Performing a poem in a non-poetry space by Mark Blayney

Hello, my name is Cough. I’d like to share my what the hell’s this? with you
and also to welcome bar till ping.
It’s lovely to see excuse me love here and also
so many of you who are mower starts outside window.

SO I’LL SPEAK a little louder to cover the Is this not Cuban salsa?
and hopefully we can move to the first well they told me it was in here
and then we’ll enjoy a reading from a new book by
oh you’re right it’s Thursday.

It’s good to see so many new faces FART
and I hope not all of our first-time performers will be nervous.

So don’t listen to him it’s all indoctrination,
put your bible away you wan- kingdom of the polar bear,
a set of poems about Greenland and the
ice sheet – me, let’s put something on the jukebox!

And please welcome to the stage, reading from her new book
‘Poems spoken in a whisper’
the very wonderful Police siren! Bar till!

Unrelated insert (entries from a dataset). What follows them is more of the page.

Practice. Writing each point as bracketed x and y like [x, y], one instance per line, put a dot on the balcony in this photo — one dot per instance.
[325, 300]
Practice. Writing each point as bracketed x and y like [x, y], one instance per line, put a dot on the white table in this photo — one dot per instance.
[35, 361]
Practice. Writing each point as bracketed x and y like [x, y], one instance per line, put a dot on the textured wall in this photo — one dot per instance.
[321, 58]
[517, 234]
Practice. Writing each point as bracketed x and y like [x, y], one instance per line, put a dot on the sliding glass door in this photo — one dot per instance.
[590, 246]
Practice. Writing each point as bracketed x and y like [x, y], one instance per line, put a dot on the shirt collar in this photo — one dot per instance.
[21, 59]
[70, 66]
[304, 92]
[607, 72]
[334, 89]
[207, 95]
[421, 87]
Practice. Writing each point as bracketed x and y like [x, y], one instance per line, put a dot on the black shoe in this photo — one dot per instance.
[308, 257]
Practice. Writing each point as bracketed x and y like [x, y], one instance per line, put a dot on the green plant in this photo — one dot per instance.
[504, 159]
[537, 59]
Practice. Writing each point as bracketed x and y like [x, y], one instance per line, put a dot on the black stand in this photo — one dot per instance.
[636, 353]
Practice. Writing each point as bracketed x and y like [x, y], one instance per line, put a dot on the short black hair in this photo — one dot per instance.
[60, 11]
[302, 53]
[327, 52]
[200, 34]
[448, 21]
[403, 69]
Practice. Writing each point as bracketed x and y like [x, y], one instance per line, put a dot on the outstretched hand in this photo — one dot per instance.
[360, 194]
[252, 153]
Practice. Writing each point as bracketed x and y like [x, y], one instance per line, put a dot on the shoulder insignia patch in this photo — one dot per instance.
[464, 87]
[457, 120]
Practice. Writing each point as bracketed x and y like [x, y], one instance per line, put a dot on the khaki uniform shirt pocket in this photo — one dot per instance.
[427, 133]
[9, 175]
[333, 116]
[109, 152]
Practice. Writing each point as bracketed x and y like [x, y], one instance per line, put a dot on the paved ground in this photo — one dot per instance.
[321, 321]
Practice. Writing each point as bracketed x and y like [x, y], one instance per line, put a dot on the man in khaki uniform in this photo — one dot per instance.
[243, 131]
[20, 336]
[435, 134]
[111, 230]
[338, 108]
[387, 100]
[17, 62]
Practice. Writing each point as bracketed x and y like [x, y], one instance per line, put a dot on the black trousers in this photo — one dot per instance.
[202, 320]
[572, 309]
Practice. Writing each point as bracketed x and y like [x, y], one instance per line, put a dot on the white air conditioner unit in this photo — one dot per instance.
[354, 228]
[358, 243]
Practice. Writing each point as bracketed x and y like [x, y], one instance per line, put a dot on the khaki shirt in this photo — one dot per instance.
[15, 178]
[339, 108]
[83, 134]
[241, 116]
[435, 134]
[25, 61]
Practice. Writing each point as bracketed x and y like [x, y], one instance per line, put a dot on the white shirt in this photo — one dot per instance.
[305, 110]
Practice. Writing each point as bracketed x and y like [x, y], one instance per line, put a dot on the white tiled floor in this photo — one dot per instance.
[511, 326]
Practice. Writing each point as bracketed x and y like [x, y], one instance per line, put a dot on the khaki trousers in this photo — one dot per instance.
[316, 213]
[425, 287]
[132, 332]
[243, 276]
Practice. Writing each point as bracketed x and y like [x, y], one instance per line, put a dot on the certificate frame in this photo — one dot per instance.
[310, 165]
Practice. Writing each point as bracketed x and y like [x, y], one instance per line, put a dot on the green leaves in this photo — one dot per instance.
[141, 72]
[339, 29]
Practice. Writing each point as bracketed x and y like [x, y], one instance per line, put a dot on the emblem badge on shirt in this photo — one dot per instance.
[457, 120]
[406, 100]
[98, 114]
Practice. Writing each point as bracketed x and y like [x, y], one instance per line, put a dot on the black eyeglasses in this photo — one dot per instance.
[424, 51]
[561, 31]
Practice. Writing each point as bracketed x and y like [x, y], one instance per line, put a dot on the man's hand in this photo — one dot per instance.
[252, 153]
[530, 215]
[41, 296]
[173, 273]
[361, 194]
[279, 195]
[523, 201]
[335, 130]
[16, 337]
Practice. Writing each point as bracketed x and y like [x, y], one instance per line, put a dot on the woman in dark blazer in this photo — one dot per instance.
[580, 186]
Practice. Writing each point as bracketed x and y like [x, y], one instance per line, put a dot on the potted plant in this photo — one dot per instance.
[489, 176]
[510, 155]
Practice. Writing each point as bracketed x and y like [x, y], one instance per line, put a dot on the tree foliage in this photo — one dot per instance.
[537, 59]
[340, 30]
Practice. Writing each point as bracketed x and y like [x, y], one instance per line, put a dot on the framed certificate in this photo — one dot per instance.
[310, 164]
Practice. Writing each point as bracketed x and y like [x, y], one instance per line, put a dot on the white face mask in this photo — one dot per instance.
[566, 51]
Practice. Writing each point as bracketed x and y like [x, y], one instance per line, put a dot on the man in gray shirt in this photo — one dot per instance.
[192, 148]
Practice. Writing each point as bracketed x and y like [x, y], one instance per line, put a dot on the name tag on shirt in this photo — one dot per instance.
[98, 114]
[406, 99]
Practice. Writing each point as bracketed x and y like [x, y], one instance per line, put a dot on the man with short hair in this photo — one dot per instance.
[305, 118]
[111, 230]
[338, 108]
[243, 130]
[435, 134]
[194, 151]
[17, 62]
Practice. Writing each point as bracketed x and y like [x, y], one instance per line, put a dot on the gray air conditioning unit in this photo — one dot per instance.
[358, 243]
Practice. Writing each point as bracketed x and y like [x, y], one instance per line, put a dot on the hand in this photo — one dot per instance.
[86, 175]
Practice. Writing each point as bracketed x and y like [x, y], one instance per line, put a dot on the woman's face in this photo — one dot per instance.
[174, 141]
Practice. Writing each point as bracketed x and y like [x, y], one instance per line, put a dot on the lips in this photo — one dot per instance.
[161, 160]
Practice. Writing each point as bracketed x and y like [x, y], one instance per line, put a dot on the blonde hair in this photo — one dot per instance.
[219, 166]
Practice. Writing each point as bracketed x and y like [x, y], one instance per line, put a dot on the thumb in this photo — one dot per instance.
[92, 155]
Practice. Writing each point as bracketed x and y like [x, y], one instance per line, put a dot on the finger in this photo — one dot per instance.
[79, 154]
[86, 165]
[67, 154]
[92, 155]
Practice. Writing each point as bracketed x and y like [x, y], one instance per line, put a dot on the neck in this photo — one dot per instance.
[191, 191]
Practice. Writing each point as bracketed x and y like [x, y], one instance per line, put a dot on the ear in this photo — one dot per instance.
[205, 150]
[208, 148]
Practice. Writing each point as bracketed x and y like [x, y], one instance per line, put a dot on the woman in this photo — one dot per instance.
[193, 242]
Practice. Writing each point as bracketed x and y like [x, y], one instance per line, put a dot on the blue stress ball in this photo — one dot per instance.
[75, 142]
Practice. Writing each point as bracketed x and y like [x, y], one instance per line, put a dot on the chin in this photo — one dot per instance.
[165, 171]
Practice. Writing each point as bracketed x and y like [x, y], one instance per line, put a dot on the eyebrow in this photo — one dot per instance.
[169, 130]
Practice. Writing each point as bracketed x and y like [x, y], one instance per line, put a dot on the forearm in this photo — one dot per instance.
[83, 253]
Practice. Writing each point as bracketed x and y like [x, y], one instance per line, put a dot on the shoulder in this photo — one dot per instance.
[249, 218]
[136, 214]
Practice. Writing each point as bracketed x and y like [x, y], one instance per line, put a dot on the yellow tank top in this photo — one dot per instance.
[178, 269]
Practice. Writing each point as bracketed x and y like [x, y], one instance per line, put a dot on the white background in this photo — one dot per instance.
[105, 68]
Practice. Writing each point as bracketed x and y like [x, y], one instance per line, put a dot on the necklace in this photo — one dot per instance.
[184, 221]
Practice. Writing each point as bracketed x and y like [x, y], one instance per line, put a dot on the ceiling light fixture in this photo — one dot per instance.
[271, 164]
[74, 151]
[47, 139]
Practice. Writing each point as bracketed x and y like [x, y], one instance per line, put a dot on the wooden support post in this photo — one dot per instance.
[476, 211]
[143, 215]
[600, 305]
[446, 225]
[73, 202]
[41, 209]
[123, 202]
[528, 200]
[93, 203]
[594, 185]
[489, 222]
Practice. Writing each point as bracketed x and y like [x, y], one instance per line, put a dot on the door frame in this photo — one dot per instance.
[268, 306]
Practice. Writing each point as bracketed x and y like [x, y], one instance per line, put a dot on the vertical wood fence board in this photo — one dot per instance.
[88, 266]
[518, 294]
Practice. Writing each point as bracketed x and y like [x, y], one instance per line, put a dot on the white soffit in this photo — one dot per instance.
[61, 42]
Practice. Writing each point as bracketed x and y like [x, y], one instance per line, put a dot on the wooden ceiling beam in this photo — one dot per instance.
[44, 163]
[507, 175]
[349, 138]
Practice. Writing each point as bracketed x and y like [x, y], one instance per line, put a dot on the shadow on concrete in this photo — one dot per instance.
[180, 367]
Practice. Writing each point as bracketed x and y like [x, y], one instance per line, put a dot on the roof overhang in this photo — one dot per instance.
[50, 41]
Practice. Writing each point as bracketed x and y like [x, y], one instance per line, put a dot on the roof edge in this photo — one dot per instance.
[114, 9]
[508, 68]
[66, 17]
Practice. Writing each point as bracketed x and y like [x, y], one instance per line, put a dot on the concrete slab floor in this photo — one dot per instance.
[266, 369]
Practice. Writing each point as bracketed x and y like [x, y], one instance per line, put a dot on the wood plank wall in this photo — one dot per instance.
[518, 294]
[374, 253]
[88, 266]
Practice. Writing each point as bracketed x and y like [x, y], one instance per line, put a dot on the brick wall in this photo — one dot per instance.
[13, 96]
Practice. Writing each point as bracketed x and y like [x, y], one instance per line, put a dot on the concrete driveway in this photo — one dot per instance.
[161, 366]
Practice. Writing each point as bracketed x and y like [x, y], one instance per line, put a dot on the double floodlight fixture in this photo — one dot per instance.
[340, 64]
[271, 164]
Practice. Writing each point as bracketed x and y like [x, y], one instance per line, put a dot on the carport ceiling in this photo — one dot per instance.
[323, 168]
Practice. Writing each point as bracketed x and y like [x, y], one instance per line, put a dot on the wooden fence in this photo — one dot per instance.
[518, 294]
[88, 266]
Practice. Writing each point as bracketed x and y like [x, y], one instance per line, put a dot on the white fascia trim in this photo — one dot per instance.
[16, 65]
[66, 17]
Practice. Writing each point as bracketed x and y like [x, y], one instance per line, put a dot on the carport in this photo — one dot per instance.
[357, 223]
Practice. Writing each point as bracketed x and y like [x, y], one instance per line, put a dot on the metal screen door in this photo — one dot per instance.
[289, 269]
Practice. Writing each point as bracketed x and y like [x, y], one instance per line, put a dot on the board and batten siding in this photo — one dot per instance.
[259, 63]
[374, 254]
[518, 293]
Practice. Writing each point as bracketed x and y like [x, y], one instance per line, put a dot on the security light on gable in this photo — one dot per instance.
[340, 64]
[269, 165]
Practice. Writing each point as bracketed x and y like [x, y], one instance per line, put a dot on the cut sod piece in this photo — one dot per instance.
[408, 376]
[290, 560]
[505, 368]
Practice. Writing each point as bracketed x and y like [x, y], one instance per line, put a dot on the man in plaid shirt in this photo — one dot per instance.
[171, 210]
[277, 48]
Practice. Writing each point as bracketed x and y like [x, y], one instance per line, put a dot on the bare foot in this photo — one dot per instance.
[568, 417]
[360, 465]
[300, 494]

Where are the toilets?

Good evening. My first poem is called, ‘The long silence’.

….

….

….

Let’s go, Doris. We’re missing Casualty.

Mark Blayney won the Somerset Maugham Prize for ‘Two Kinds of Silence’. His third book ‘Doppelgangers’ is available from Parthian and his first poetry collection ‘Loud music makes you drive faster’ will be published in October.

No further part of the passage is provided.